Assisted by $9.34 million in favourable exchange rate movements and early close-out of forward cover, the result was achieved on revenue of $251.4 million in the six months to September 30, up 18% on the same period a year earlier.
Pre-dilution earnings per share rose to 7.3 cents per share, up 33%, although gross margins at 54% of revenue were static, and compared with55.4% in the same period last year. An unchanged interim dividend of 5.4 cents per share has been declared, fully imputed for New Zealand shareholders, payable on 18 December.
The company's share price rose 2% to $3.11 immediately after the announcement.
"We are very encouraged by the better than expected growth we have achieved in the first half, which has offset the effect of the appreciating New Zealand dollar," F&P Healthcare's chief executive, Michael Daniell said.
"For the remainder of the 2010 financial year, the comany expects continuing growth in demand for its products and estimates that, at an average NZD:USD exchange rate of 0.74, it will achieve operating revenue of approximately $500 million and profit after tax of approximately $65 million to $70 million."
During the half, new sales support centres were established in Japan and Canada, and the company is now making sales in 120 countrie, with offices in 30.
North America accounted for 47% of operative revenue for the half, and Europe 31%.

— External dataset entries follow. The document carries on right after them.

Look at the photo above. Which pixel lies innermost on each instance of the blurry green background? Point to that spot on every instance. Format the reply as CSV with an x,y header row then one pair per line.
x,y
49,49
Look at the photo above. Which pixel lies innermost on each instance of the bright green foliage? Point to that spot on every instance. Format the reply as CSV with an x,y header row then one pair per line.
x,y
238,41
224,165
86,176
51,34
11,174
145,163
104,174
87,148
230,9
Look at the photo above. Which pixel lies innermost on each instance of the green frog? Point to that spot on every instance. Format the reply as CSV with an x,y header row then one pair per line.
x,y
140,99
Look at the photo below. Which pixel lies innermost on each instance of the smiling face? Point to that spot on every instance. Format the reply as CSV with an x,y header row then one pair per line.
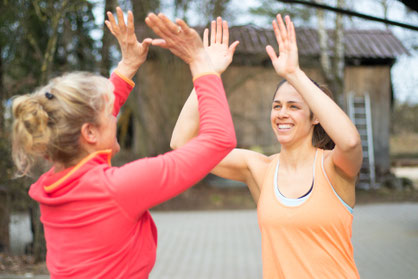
x,y
291,118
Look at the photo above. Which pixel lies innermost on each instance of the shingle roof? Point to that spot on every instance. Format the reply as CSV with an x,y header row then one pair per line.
x,y
367,44
358,43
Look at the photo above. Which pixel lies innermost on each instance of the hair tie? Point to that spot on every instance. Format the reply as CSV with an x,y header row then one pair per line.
x,y
49,96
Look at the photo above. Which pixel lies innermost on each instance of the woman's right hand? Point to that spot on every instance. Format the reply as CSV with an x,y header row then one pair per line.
x,y
182,41
219,52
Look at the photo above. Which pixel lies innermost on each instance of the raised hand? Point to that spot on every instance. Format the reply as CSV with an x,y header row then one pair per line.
x,y
181,40
287,62
219,52
134,53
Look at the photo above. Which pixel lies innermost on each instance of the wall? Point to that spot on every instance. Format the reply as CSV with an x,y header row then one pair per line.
x,y
376,81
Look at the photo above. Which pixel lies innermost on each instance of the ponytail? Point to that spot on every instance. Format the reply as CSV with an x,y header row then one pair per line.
x,y
47,123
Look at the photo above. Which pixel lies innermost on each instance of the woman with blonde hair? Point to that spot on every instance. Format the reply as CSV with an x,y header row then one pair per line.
x,y
95,216
305,193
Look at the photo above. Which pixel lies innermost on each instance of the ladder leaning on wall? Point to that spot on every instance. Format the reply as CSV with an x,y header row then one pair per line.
x,y
360,113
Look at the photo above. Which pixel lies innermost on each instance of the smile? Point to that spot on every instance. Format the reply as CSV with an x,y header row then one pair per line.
x,y
284,126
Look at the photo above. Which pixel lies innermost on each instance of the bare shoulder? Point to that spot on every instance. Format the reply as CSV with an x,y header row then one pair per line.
x,y
258,164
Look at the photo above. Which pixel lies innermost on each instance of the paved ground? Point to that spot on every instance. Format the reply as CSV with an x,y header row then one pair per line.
x,y
226,244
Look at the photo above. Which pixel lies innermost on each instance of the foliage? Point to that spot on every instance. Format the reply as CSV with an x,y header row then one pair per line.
x,y
268,9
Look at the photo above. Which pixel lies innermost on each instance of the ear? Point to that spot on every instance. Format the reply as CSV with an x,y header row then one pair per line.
x,y
89,133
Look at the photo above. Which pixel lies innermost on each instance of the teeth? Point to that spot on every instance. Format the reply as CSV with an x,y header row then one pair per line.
x,y
285,126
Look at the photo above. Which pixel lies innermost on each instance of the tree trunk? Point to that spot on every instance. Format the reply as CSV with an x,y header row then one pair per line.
x,y
107,41
38,244
339,63
141,144
4,220
55,16
3,96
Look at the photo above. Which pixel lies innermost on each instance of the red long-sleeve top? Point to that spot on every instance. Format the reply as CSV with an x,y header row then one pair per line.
x,y
95,216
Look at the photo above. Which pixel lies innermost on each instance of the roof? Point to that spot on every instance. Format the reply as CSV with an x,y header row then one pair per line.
x,y
359,44
380,44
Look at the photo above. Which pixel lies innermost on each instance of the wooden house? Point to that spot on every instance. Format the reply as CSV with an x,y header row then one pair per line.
x,y
251,81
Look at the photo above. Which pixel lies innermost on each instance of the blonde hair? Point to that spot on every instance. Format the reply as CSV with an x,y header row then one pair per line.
x,y
47,123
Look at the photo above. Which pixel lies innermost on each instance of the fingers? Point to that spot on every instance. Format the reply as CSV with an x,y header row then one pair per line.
x,y
158,26
292,35
165,28
111,23
184,27
271,53
131,27
121,20
225,33
282,27
232,48
278,37
109,26
212,32
219,30
159,42
206,38
146,43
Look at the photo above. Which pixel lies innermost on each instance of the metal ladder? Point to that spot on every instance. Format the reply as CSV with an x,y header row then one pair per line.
x,y
360,113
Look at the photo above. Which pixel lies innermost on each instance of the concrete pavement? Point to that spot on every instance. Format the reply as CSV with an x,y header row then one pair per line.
x,y
226,244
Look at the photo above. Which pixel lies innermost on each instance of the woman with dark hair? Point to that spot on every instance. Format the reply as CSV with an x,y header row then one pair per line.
x,y
305,193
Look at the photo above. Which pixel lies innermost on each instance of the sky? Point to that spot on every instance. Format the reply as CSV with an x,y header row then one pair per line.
x,y
404,71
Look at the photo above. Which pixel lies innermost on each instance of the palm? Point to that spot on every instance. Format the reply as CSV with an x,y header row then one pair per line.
x,y
219,56
287,61
134,53
219,51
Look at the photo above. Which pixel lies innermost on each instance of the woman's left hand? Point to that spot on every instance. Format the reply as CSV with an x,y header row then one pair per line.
x,y
218,49
287,62
134,53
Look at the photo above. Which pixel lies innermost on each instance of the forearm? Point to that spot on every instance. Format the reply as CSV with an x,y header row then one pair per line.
x,y
187,125
332,118
150,181
122,87
127,70
201,64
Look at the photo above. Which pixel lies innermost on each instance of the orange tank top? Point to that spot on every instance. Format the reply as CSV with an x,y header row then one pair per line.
x,y
309,240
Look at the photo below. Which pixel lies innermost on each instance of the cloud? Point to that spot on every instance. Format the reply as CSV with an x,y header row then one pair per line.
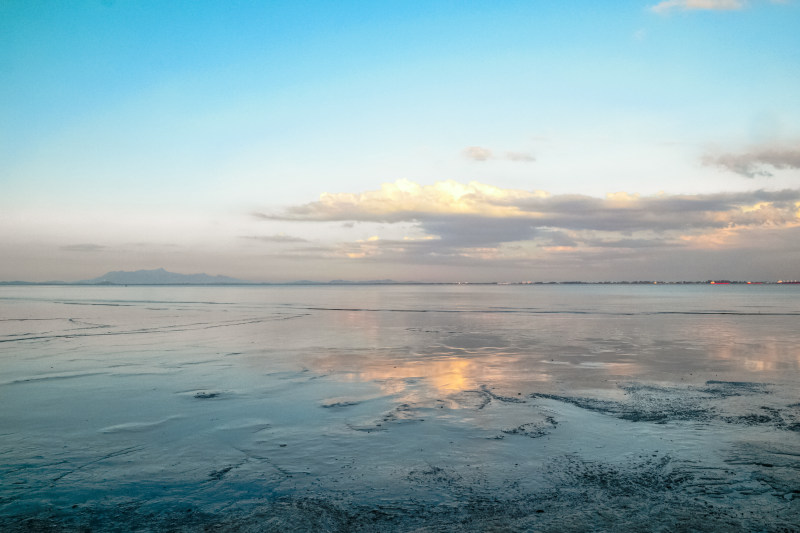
x,y
691,5
478,222
279,238
405,200
520,156
476,153
756,163
86,247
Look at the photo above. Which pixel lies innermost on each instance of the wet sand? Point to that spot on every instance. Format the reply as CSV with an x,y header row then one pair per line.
x,y
201,409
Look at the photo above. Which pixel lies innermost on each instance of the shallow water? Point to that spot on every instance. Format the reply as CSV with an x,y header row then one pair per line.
x,y
551,408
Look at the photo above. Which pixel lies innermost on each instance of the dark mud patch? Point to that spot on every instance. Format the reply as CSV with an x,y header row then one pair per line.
x,y
711,402
204,395
535,429
339,404
650,494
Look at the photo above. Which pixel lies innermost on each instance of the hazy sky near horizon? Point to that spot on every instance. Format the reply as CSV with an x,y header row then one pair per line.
x,y
472,140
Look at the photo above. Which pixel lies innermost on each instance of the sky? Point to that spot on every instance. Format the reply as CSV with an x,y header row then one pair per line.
x,y
427,141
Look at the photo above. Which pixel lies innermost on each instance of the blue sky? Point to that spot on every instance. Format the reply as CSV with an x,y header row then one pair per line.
x,y
201,136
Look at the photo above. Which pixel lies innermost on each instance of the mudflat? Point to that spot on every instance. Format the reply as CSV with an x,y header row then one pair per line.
x,y
400,408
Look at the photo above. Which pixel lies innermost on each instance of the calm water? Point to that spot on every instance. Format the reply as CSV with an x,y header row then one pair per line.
x,y
400,408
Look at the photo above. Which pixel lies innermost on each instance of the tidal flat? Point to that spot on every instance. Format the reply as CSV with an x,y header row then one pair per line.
x,y
400,408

OSA products showed 31% growth in sales to $118.8 million, reflecting strong demand for a new range of premium flow generators and masks introduced last year. Demand for respiratory and acute care devices remained strong, with operating revenue was up 8% to $117.4 million.
During the half, the company closed out US$11million of foreign exchange forward contracts, which were scheduled to mature in 2012, for a gain of $5.49 million. Since September 30, a further US$51 million of forward cover was unwound, creating a further New Zealand dollar benefit of $25.0 million, which will be recorded in the company's realised cash flow hedge reserves until the contracts would have expired, in 2012 and 2013.
Currency exchange rates remained very volatile, with the New Zealand dollar spot rate against the US dollar ranging from US55.4 cents to US72.6 cents during the half, a situation the company is managing by maintaining a mix of foreign exchange contracts and collar options up to five years forward with a face value of some $600 million.
"The US dollar and Euro instruments were at weighted average rats of approximately US52 cents and 0.44 Euros to the New Zealand dollar and are to protect the company from exchange rate volatility," Daniell said.
Research and development expenditure grew by 13% over the half to $16.3 million, representing 6.5% of operating revenue.